Monday, February 16, 2015

Book Review: The Deep by Nick Cutter

The Deep by Nick Cutter

Hardcover, 394 pages

Published January 13th 2015 by Gallery Books

The horror scene is not above the hype machine. Nick Cutter may not even be a real person but for better or worse Cutter went for a ride on the hype machine with his first horror novel The Troop. It is not a secret but Nick Cutter is the pen name for Craig Davidson a Canadian author known for works considered straight "literature." Davidson is mostly known for the powerful Rust and Bone which was made into a film that contended for Oscars. Under his real name he has gotten blurbs from the likes of Peter Straub and Clive Barker. Stephen King blurbed his first horror novel The Troop under the name Nick Cutter.

I think that last one is what set off the hype on The Troop. When you get down to it the hype was in this case justified, The Troop was to like Eli Roth’s Cabin Fever if Stephen King was given the job to give it a master’s polish.

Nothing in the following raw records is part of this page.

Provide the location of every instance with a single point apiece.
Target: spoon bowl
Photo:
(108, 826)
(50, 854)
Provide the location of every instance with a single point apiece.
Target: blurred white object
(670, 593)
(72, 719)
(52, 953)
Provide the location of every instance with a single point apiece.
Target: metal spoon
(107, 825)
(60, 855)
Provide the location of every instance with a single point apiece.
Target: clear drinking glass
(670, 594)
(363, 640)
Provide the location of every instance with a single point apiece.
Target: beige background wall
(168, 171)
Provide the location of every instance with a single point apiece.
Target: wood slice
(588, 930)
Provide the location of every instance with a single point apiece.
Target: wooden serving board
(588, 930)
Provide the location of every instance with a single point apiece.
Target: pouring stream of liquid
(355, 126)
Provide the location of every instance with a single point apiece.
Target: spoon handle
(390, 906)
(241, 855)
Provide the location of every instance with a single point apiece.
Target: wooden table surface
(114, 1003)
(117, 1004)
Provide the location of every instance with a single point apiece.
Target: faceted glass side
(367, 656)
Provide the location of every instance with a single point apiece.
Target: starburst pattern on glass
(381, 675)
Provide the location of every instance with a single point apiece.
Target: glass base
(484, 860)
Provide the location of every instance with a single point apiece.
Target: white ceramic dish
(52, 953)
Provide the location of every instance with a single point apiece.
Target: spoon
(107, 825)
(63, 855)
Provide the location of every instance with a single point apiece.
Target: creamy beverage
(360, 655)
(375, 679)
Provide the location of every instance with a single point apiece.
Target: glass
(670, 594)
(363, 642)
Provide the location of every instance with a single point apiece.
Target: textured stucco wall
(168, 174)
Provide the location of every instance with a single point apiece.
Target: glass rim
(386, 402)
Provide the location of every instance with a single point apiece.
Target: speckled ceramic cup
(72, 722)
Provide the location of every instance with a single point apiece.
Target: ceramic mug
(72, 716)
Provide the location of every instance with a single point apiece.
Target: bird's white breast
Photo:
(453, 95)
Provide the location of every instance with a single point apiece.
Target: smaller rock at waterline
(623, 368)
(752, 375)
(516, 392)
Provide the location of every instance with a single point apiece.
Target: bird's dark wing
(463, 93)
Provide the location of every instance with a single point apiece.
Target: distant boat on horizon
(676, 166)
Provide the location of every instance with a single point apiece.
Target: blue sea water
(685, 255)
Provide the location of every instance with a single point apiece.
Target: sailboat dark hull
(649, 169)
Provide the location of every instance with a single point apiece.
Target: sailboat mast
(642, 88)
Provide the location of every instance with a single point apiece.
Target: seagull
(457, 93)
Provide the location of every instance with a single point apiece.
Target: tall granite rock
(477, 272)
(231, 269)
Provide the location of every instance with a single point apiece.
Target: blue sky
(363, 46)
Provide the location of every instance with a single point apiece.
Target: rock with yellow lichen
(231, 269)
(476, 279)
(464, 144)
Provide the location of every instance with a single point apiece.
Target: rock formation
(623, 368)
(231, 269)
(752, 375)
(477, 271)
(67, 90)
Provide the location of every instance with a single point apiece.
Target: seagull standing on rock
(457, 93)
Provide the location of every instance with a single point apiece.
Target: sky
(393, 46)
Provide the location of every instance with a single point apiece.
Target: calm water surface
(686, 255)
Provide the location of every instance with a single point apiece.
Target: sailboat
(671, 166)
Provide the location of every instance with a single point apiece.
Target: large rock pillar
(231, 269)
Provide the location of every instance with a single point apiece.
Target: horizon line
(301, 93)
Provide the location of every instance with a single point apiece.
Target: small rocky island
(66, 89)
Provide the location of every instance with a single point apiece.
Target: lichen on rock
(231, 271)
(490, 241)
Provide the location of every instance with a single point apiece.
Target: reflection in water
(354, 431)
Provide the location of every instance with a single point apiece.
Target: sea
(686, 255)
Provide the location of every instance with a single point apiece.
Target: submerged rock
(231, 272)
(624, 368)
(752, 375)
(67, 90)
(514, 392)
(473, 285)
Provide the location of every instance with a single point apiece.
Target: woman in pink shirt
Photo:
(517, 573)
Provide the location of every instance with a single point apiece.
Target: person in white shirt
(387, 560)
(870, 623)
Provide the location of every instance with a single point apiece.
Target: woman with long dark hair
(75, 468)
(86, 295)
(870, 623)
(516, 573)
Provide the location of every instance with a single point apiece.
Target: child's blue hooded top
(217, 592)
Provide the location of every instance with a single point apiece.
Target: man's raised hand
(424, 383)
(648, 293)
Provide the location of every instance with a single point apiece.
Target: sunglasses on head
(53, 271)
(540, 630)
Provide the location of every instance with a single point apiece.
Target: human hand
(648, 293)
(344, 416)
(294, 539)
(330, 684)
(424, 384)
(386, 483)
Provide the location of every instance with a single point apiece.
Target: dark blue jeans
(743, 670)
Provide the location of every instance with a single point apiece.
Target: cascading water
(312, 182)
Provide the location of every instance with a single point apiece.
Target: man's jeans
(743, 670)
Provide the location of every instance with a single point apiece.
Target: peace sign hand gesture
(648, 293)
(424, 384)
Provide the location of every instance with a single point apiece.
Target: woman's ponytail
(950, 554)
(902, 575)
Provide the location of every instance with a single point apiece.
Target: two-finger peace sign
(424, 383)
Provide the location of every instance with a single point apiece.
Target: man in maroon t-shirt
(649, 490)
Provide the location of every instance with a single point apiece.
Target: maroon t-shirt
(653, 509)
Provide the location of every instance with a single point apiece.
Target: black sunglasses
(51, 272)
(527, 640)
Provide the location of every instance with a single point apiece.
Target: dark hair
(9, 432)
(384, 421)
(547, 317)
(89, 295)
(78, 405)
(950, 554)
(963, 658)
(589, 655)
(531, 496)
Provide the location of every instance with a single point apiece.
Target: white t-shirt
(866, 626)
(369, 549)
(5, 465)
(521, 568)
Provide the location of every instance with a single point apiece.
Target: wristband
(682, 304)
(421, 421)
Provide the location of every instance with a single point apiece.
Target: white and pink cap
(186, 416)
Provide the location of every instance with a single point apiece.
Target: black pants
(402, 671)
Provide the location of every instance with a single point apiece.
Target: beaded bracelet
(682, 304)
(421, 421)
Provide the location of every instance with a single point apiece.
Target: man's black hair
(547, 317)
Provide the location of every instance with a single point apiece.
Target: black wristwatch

I understood why Davidson went with a pen name even though if the work under his name has dark elements his Cutter work is like old school horror.

Following up the Troop was going to take a serious horror novel. The promo materials helped to set the bar high by comparing it to The Abyss and the Shining. That second comparison was a little less obvious through most of the book and a bit of stretch but I think it is fair.

The Deep is set in a near future where humanity is suffering from the major outbreak of disease called “the gets.” I was prepared to learn much more about this world but it was simply a plot Mcguffin as Hitchcock called it. Our main Character Luke is the brother of the scientist looking for the cure for the disease in a research facility impossibly deep in the ocean. Madness has set-in at the research station and the man with the job of saving humanity has requested his brother join them.

The journey to the research station is something we have seen / read before in movies and books but I feel the author effectively conveyed the power and terror of nature. In that sense this novel reminded me of the Danny Boyle film Sunshine more than the Abyss. (p.89-90 just a fantastic moment) Once Luke goes deep into the ocean is when the horror really takes off. Without getting into spoilers about the end Luke is tested psychologically and these character moments are what really provide an experience.

With hype comes backlash, and it seems many found this book to be derivative. In this case I think the execution outweighs those problems. I found myself turning pages and feeling invested in the story. If there was a short fall for me was my interest in what was happening on the surface with the global disease, but I understand it was irrelevant to the story. The ending was not as strong as the build-up but it is impossible to discuss without spoilers. I think this is a must read for serious horror fans. if nothing else to chart the growth of this Nick Cutter Character.